Kak Rama menoleh menatapku, lantas mengangguk. "Lo ngajar kelas sepuluh apa?"

"Sepuluh IPS dua," jawabku sambil menatap Kak Rama.

Kak Rama mengangguk.

"Baik," ucap lelaki itu dengan suara bariton khasnya di mikrofon podium. "Kalian semua harap kembali ke kelas. Nanti, leader-leader kelas kalian akan mengarahkan dan menginformasikan mengenai materi hari ini. Di sebelah saya sudah ada Kak Ghani, beliau akan patroli ke kelas-kelas kalian untuk memperjelas bila ada yang bermasalah, dibantu saya juga."

Anak kelas 10 mengangguk mengerti di tempatnya. Ada beberapa yang memutuskan tidak peduli dan ngobrol dengan teman terdekatnya.

"Kalian kepanasan, ya?" tanyaku sambil tersenyum kepada mereka semua di lapangan. "Makanya, tenang dulu. Kalau berisik malah tambah lama di sini."

Suasana menjadi riuh. Namun, secepat kilat Kak Rama menatap audiens dengan tatapan elang khasnya, membuat mereka terdiam. Lagi pula, siapa yang tidak takut ditatap seorang senior kelas dua belas? Ditambah, Kak Rama adalah seorang pemangku adat di pramuka, ekskul wajib mereka. Pria itu juga terkenal aktif di banyak organisasi dalam maupun luar sekolah. Beliau pun merupakan ketua MPK di sekolahku.

Aku terkekeh menatap Kak Rama. "Serem banget natapnya."

Kak Rama hanya tersenyum, tergolong senyuman manis.

"Oke, semuanya!" Lelaki di sebelahku kembali memberikan instruksi. "Balik kanan bubar, jalan!"

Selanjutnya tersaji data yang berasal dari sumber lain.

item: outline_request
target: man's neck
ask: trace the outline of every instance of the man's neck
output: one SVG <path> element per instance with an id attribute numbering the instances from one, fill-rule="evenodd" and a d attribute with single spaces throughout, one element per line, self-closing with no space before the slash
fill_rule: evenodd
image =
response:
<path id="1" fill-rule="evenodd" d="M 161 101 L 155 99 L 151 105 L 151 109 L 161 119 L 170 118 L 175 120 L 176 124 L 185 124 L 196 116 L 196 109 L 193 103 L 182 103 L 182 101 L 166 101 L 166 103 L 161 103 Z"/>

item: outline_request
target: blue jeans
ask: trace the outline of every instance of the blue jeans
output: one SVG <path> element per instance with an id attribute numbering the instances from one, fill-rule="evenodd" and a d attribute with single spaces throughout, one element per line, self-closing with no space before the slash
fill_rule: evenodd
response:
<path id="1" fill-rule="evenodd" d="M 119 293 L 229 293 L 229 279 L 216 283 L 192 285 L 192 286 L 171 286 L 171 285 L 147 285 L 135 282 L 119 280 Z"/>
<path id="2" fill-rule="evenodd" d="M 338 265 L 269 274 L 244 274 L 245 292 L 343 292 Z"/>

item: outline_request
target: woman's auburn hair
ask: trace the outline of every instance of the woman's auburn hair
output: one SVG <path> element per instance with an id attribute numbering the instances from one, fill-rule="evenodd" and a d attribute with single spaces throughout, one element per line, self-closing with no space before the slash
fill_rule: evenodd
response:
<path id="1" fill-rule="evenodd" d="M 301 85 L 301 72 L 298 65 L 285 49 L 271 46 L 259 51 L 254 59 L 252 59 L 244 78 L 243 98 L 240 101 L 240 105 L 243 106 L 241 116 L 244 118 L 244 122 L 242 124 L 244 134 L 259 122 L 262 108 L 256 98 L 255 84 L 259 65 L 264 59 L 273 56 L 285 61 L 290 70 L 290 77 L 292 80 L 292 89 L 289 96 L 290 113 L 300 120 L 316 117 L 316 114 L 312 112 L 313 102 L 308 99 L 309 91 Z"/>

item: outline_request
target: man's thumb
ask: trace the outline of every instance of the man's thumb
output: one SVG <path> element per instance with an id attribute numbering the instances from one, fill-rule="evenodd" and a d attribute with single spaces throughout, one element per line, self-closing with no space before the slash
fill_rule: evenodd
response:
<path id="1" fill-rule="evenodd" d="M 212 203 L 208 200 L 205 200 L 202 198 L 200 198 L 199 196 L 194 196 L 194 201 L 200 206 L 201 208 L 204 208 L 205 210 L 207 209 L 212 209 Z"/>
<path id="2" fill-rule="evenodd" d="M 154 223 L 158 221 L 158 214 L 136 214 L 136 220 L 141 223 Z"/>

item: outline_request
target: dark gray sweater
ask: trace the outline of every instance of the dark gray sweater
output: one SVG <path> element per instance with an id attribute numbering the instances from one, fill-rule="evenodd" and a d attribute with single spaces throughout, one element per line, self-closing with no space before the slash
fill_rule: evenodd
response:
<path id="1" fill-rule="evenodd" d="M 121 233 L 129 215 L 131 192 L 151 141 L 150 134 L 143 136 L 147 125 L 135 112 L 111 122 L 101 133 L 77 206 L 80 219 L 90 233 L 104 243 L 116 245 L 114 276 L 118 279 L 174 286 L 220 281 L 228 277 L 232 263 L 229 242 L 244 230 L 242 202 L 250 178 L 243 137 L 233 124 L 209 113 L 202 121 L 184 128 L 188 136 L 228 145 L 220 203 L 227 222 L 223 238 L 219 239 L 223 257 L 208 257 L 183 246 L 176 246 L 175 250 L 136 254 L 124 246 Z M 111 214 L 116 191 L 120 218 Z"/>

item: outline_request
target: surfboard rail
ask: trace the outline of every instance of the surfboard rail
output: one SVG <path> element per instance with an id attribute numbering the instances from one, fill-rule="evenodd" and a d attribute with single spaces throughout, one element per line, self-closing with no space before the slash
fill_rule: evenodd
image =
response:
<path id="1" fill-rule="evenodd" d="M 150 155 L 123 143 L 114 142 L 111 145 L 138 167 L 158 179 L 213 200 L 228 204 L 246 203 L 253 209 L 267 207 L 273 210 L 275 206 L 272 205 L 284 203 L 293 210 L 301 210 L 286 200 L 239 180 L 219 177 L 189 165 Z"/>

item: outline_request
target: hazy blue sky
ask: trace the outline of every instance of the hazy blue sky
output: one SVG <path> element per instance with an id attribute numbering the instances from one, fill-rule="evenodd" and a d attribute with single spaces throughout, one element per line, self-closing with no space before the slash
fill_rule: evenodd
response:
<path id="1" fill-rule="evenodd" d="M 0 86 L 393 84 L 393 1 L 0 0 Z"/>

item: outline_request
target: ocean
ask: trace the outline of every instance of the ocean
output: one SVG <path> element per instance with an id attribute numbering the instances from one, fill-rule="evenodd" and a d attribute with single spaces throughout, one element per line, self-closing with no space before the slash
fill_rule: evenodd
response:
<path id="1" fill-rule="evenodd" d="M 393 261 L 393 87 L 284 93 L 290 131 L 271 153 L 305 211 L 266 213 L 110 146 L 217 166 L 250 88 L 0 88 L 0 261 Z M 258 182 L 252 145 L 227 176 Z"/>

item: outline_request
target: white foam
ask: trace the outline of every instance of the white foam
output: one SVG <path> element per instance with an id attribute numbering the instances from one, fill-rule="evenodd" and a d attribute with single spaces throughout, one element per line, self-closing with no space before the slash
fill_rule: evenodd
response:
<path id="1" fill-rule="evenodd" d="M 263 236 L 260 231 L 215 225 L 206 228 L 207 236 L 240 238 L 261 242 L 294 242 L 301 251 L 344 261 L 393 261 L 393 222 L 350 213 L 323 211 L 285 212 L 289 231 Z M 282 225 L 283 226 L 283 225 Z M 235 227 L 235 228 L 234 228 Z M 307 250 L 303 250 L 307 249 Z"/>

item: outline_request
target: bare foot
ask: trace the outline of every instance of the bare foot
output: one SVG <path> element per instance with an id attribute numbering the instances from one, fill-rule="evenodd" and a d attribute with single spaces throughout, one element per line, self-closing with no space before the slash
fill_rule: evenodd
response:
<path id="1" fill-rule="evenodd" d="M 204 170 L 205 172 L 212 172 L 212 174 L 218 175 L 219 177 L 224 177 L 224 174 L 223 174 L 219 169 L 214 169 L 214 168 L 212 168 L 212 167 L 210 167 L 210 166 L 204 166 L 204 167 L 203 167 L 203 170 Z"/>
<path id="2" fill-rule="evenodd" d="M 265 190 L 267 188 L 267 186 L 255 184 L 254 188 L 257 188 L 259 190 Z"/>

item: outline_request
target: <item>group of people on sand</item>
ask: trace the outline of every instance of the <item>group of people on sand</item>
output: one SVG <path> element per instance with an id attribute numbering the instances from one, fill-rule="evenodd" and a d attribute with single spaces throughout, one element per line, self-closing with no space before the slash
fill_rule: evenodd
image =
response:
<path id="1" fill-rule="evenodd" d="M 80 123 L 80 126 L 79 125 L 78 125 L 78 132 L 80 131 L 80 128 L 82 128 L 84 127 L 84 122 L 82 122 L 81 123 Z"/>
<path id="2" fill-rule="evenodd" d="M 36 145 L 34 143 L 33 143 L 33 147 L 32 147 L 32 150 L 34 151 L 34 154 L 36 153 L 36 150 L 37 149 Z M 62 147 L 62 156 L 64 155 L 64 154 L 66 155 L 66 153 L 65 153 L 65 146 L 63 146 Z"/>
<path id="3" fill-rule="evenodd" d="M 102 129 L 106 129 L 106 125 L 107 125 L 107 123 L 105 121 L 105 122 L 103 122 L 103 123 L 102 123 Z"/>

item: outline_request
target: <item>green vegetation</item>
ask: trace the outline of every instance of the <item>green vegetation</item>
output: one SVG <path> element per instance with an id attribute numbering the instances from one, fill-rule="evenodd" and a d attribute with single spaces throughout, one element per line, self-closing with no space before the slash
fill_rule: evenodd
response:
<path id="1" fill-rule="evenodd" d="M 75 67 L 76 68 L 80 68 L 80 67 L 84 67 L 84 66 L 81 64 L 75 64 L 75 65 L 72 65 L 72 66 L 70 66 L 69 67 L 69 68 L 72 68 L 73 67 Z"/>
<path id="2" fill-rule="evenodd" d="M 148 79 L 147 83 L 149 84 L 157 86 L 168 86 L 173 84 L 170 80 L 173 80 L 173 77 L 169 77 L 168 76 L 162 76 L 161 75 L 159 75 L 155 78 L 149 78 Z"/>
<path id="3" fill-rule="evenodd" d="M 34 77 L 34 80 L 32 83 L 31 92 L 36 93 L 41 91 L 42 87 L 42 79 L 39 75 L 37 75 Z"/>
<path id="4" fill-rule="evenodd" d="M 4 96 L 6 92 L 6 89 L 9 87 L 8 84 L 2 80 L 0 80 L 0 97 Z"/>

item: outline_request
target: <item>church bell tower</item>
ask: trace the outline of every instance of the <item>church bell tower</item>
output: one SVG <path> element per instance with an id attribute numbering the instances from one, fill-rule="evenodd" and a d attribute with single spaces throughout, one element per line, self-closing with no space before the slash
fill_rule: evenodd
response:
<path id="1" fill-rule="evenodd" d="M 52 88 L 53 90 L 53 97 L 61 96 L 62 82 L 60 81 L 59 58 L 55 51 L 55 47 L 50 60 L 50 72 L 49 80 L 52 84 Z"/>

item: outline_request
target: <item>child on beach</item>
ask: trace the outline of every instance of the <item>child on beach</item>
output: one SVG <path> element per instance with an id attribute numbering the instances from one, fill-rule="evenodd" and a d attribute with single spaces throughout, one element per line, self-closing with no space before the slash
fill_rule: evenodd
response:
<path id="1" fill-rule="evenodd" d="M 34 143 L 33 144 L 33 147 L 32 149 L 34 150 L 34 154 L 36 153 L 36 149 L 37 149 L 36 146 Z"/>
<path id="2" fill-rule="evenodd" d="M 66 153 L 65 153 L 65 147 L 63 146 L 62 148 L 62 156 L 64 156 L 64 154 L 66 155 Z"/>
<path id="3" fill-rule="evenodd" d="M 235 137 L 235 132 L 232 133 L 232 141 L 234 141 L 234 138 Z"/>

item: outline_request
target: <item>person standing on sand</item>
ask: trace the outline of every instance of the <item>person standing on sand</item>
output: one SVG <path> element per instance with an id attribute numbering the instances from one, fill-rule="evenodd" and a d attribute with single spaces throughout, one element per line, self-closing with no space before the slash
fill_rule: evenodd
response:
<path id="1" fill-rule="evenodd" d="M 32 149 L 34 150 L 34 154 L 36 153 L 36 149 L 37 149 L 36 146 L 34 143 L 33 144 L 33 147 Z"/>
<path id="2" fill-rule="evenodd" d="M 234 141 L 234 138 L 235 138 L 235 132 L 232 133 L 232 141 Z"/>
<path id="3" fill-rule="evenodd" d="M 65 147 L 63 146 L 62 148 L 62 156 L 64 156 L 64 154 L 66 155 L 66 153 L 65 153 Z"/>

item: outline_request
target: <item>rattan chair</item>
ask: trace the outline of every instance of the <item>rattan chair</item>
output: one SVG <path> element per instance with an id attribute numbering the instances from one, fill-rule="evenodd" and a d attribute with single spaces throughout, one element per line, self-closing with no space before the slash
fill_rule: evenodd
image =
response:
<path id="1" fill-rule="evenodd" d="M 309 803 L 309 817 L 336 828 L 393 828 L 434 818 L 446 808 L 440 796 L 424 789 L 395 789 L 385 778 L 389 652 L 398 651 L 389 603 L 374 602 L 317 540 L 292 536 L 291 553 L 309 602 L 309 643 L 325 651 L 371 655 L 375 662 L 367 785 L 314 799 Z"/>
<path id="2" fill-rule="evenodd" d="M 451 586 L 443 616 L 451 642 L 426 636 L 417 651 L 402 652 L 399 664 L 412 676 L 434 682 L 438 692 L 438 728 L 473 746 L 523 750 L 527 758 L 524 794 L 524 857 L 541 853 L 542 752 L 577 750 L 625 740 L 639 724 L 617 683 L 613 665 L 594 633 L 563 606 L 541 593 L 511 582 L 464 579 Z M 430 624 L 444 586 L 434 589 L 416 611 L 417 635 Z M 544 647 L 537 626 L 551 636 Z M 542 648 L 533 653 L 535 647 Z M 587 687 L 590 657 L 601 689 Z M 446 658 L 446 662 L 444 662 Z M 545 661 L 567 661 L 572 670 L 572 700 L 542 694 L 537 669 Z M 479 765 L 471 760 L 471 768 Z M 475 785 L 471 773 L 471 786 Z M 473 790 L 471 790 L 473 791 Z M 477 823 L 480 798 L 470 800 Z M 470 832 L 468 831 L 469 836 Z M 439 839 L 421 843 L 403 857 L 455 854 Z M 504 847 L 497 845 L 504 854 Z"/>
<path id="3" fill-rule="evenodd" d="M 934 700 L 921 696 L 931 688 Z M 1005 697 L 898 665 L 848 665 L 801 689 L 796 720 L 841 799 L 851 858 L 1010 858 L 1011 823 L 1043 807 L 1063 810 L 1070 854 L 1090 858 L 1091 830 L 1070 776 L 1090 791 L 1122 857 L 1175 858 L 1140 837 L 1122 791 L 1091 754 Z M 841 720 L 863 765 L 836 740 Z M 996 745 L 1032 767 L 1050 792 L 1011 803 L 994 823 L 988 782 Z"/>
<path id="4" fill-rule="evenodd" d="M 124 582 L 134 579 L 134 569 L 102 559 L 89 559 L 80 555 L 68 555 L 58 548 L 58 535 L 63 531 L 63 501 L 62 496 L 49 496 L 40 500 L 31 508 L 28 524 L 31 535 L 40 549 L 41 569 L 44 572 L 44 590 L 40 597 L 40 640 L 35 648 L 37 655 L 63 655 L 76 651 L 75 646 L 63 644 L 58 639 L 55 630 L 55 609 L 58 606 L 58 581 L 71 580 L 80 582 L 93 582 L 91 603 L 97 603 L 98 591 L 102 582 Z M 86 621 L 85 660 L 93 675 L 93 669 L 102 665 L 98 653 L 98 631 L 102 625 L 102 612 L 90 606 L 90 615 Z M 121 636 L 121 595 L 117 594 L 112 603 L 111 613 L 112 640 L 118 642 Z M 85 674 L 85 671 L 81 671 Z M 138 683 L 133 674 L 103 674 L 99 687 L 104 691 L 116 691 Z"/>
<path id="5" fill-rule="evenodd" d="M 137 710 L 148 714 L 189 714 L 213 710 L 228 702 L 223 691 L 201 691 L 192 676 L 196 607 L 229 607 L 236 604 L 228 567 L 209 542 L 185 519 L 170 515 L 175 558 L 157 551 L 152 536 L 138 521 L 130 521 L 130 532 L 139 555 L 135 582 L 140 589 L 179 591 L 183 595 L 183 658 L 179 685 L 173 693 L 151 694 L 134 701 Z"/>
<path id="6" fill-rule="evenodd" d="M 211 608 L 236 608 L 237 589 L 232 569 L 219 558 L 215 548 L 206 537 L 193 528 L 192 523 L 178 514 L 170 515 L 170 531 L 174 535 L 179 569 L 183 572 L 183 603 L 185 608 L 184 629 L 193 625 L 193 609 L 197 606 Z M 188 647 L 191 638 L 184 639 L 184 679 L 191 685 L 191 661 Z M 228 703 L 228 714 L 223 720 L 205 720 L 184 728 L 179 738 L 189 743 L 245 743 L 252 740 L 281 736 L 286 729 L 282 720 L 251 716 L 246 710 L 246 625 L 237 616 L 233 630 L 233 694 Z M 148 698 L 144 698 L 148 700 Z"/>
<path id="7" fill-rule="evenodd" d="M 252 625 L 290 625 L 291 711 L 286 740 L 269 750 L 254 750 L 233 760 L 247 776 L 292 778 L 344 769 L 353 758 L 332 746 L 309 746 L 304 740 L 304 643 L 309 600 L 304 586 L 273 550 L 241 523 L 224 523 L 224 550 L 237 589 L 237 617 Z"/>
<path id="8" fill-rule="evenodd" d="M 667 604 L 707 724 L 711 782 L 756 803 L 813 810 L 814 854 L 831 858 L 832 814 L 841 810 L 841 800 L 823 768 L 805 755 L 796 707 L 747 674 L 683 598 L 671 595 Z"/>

Semua anak kelas 10 hormat ke Kak Rama, aku pun juga. Pria itu balas hormat, lalu kembali tegap. Kami ikut tegap. Selanjutnya, Kak Rama balik kanan. Setelah selesai, kami baru balik kanan, lalu membubarkan diri dari lapangan.

Aku lemes banget. Sungguh, berdiri cukup lama di atas podium saat matahari lagi terik-teriknya sangat menyiksa.

Kakiku terasa keram, kemudian memutuskan untuk berjalan ke kursi terdekat. Sayangnya, aku nggak sanggup menopang tubuhku sendiri.

Kak Rama dengan refleks meraih tubuhku. Wajahku kian memucat. Kepalaku sangat pusing sekarang.

"Ghan! Lo kenapa?!" tanya Kak Rama panik.

Semua rekan pramukaku atau para leader masing-masing kelas 10 telah memasuki kelas ajar mereka masing-masing. Yang tersisa hanya aku dan Kak Rama.

Aku mencoba sadar dari pandanganku yang mulai kabur. Berusaha menetralkan jantung yang semakin berdetak kencang dan napas yang semakin sesak. Perutku terasa melilit.

"Nggak apa-apa kok." Aku mencoba kembali berdiri tegap.

Kak Rama tidak merubah posisi tangannya di punggungku meskipun aku cukup sukses berdiri. Ia masih was-was, takut aku jatuh lagi.